The national women leader of the All Progressives Congress APC, from Abi Local Government of Cross River State, asked, “What should we be advising and working with our very, very strong politically conscious president to see that we achieve in the health sector?”
She explained that, “number one, I think the beginning of the problem is governance, we must get the right governance and the right structure from the top all the way down to the health facilities, who are those manning it, who are the managers, who are the planners? Is it properly planned, and what are those adjustments, and streamlining that needs to happen?
“Like distinguished senator rightly said, there are federal medical centres everywhere, there are teaching hospitals everywhere, how functional are they, what quality of service can they offer?
“As it concerns the health workers that are leaving, a couple of things can be done; number one, we can change the payment structure for health workers to see that they get better incentives and they can stay on, they are leaving because probably countries like Saudi Arabia promises a greener pasture, and that is why they are leaving.

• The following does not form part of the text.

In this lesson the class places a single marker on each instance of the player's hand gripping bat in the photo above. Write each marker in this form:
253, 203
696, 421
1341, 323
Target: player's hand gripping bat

“Number two, we can make the environment more conducive for them to stay, so that they can thrive and deliver their health services. Number three, it is important for us to create another structure where health workers can be employed, outside the direct structure that we have now.”
Betta said that is so that, “some are employed through agencies and then some directly, this way you can sip in every single health worker from where ever they are, we need every one of them.
“I’ve also want to suggest that as a matter of urgency, our medical institutions across the nation should be improved to train more health practitioners that will go into the system.
“Beyond this, it’s important for Nigeria as a country to concentrate on our health insurance, I’m very happy and I am very thankful to this legislative house that you were able to pass the bill to make health insurance mandatory for all Nigerians. Everyone should contribute the little and we all share the risk and we share the benefits. That way we can offer free health care to pregnant women and children under five, that will reduce maternal mortality and reduce under five mortalities, that way we can reduce catastrophic expenditure, that have sent several families into poverty.”
Responding to question asked on women empowerment, she said, “Nigeria women need empowerments at all levels, beginning from the grassroot all the way up. I’m very proud of Mr. President that he was able to appoint into his cabinet a good number of women, which is the first start. We want to use this opportunity to plead with the legislative arm that bills that will support and protect the Nigerian women should scale through in the 10th assembly, that way it provides a legal framework for women to increase our participation in politics, governance and leadership.”
On poor health services, Betta who happens to be the first female minister from Cross River State and the youngest minister at the Federal Executive Council of Nigeria in the Fourth Nigerian republic, explained that, “primary health care is the foundation of any health system in any country and that is the closet health system to Nigerians where they live, where they work, and except we fix the primary health care, we cannot achieve universal health coverage.
“The government working with the legislative arm have provided the basic health care provision fund, we want that, private sector participation and indeed all our development partners to come onboard to see that Nigeria primary health care is completely functional and that will go into the secondary, the teaching hospitals and specialist hospitals.”